It was pure Chanel, crystallized to a point of perfection only witnessed in haute couture. From the precise, short, molded-waist dresses to the miniscule jackets to the frosted-sugar evening looks, every piece was modern, but also spun entirely from the house's heritage. The cumulative effect was so young and pretty that, by the end, some audience members were literally tearing up at the sight of Lily Cole in a white trapeze dress that melted into an airy train floating and shimmering several feet behind her.
Karl Lagerfeld began this mostly black-and-white collection with a new treatment of the Chanel suit. Tiny boleros—some flaring out to a chic angle at the back—and belled skirts drew attention to narrow waists (the fashion zone of the moment). These were paired with flat white go-go boots, which were not referenced from the sixties, but from a pair Coco (always ahead of her time) was wearing in a photograph from the decade before.

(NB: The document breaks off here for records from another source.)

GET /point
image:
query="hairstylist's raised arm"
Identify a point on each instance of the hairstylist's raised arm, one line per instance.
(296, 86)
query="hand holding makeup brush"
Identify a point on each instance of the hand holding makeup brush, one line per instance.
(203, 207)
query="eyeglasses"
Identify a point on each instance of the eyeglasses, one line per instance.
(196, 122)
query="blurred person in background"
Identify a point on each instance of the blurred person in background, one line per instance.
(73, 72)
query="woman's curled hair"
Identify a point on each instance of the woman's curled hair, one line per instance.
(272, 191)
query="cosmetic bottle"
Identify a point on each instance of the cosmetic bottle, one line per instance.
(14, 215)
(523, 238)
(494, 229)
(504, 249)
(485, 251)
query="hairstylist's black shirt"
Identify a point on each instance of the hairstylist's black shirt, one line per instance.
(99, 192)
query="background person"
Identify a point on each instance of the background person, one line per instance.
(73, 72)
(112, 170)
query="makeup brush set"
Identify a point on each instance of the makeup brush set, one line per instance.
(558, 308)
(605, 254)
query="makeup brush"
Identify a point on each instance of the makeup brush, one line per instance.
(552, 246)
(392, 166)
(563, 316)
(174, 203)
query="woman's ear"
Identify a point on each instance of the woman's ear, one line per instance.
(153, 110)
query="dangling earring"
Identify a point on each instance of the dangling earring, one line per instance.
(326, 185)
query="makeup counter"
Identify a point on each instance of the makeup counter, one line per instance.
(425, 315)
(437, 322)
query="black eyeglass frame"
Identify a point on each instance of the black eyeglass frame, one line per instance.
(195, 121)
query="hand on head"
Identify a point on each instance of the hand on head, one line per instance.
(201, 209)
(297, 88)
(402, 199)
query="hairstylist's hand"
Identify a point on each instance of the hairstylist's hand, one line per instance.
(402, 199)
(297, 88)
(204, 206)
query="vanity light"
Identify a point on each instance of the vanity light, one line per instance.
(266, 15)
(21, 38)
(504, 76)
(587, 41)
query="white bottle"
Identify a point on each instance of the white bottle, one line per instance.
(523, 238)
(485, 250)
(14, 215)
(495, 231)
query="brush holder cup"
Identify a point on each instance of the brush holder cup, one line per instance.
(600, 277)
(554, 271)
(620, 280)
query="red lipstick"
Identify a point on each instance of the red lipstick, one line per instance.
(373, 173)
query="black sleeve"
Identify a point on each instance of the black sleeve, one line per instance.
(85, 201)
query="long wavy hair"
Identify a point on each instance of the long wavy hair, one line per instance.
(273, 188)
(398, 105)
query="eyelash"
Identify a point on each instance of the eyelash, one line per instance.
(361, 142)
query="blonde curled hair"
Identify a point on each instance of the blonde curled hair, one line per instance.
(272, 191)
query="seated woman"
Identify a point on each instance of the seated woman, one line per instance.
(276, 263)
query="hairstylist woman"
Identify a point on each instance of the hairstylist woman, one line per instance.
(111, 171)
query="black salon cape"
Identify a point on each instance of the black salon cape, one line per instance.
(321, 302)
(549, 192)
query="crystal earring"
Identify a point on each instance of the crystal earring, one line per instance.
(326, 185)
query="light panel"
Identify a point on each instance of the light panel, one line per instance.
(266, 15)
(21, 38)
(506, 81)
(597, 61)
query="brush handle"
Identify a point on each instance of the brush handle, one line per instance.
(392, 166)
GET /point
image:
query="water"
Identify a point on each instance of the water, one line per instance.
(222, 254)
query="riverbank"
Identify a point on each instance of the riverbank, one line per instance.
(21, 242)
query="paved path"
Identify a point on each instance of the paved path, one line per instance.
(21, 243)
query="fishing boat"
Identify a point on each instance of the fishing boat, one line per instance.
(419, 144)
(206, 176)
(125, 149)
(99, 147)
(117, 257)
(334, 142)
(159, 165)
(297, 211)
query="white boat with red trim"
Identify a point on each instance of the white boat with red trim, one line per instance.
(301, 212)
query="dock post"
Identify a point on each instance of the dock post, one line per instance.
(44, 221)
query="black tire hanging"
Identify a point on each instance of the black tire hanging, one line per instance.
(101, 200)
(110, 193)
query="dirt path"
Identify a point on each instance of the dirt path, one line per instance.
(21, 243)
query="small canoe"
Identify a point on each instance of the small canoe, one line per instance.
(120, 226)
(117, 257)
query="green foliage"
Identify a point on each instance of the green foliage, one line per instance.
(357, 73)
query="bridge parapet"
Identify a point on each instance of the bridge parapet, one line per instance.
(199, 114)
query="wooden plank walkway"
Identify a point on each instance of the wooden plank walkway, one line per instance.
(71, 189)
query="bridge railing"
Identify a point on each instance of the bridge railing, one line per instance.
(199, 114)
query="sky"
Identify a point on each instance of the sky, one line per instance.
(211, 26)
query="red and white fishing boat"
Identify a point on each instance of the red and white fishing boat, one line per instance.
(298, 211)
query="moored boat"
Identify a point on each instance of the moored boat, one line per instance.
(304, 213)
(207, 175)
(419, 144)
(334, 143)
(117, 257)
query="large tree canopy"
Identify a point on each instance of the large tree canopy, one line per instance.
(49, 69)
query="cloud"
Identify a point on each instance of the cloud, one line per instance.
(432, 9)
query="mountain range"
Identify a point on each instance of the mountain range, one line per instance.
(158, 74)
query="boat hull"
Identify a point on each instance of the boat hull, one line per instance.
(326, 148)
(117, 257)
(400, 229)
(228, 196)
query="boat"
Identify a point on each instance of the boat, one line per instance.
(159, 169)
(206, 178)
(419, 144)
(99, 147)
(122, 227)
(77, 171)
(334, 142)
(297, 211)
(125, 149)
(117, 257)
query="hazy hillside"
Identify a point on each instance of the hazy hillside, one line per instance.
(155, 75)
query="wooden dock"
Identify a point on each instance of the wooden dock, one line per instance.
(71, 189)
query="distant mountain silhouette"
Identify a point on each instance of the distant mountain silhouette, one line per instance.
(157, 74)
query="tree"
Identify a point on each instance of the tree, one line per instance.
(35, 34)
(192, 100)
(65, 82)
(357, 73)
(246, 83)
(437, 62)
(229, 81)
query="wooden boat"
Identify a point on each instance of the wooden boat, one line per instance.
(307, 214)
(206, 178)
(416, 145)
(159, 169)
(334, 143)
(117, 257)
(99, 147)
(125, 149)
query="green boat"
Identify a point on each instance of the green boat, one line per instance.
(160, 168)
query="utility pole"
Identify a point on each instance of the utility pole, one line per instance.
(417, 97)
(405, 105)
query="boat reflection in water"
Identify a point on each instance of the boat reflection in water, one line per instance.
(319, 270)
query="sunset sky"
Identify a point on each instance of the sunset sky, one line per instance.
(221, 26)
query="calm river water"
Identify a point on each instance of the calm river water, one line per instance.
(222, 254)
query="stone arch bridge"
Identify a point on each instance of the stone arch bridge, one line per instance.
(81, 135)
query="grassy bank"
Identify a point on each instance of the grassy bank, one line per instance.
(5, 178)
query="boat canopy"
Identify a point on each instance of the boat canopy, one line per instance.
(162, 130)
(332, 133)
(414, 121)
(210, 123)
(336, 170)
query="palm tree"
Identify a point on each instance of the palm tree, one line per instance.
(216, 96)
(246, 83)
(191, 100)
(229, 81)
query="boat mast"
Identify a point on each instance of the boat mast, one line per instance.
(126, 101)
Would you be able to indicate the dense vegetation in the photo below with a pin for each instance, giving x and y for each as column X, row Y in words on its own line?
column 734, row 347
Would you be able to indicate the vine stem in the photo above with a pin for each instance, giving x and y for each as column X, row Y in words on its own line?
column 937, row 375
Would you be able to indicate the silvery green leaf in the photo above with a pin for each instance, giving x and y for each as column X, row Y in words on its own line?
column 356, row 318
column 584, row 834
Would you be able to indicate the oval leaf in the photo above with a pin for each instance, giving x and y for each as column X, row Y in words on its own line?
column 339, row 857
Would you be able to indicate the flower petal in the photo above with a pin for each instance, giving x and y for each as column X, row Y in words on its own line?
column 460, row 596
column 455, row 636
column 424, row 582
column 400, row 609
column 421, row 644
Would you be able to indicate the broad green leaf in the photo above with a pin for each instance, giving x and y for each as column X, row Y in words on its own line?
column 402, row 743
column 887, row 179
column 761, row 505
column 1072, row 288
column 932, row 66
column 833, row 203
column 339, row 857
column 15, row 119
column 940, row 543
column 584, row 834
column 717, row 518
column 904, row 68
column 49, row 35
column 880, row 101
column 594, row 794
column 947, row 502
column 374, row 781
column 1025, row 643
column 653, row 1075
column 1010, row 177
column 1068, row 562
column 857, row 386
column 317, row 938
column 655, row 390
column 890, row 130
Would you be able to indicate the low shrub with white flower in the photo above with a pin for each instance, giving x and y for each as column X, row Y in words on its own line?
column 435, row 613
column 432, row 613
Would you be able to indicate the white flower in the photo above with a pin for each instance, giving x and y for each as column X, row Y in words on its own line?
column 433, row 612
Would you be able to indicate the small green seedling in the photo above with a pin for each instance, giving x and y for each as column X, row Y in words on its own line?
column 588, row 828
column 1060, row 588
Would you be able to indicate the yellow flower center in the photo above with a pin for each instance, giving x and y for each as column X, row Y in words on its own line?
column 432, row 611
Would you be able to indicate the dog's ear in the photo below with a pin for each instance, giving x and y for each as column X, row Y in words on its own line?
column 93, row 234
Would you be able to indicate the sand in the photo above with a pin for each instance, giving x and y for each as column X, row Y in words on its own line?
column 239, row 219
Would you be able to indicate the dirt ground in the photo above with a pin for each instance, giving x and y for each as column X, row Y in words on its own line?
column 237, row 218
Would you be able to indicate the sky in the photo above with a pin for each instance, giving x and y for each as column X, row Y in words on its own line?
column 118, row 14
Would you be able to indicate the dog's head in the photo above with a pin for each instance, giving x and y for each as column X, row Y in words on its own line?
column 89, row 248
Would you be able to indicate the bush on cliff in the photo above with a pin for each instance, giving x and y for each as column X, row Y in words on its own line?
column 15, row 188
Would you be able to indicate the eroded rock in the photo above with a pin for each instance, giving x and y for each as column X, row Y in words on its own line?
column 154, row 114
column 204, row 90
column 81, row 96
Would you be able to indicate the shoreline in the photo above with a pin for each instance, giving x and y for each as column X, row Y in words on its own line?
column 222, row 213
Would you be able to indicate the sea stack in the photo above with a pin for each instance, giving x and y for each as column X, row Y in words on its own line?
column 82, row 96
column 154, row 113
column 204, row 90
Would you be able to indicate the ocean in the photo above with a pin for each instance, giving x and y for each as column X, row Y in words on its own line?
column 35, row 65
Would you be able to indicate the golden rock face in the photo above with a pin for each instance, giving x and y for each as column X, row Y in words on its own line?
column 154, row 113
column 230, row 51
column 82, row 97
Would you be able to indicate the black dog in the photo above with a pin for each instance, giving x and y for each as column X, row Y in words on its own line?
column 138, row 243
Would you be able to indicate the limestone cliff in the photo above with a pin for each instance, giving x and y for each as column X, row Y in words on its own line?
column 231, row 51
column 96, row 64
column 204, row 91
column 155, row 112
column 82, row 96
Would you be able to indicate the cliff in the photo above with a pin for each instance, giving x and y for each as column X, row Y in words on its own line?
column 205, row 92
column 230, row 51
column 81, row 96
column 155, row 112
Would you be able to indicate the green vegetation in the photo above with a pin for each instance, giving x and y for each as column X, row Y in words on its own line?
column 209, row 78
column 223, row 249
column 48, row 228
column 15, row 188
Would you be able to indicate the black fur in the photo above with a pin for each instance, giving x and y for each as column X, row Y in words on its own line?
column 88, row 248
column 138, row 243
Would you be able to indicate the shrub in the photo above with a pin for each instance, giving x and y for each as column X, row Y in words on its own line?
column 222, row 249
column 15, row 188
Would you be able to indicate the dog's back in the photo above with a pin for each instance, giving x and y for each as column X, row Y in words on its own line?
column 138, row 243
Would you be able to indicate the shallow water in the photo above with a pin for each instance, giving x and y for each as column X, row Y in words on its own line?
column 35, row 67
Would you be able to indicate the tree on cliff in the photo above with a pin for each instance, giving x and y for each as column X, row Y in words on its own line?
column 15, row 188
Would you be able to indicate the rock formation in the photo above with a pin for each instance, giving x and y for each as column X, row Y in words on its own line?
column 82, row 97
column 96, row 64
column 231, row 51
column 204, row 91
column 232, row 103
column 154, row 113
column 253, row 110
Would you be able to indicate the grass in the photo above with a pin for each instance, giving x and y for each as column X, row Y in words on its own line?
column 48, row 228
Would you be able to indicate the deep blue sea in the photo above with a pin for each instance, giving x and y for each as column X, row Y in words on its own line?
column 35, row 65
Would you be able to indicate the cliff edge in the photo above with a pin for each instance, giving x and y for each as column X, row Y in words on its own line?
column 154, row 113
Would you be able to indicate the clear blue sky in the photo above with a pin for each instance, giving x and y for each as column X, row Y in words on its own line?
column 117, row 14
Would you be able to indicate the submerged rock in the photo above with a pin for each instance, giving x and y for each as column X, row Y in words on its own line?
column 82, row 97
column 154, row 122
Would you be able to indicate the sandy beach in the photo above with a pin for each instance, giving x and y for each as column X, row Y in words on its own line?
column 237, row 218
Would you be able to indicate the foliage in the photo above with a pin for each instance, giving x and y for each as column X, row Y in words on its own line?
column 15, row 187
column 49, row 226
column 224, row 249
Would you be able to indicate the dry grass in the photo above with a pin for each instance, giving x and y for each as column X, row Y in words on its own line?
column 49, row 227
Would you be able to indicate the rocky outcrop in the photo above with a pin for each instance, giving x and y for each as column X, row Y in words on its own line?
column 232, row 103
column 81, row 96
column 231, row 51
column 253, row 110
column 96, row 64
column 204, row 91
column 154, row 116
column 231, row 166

That allusion and others demonstrate just how deftly Lagerfeld—Chanel historian par excellence—marshals his knowledge. He sprinkles the camellias, the satin bows, the organdy collars, and the bound edges so lightly that they become playful thrills—not belabored underscorings of theme or "brand identity." His tulle petticoated dance dresses and slithery satin sheaths all tie back to lesser-known things Chanel did in the twenties and thirties—but we're not really meant to care. What matters is how Lagerfeld reinvents the house signatures to pique the fantasies of today's young woman—and that he does just beautifully.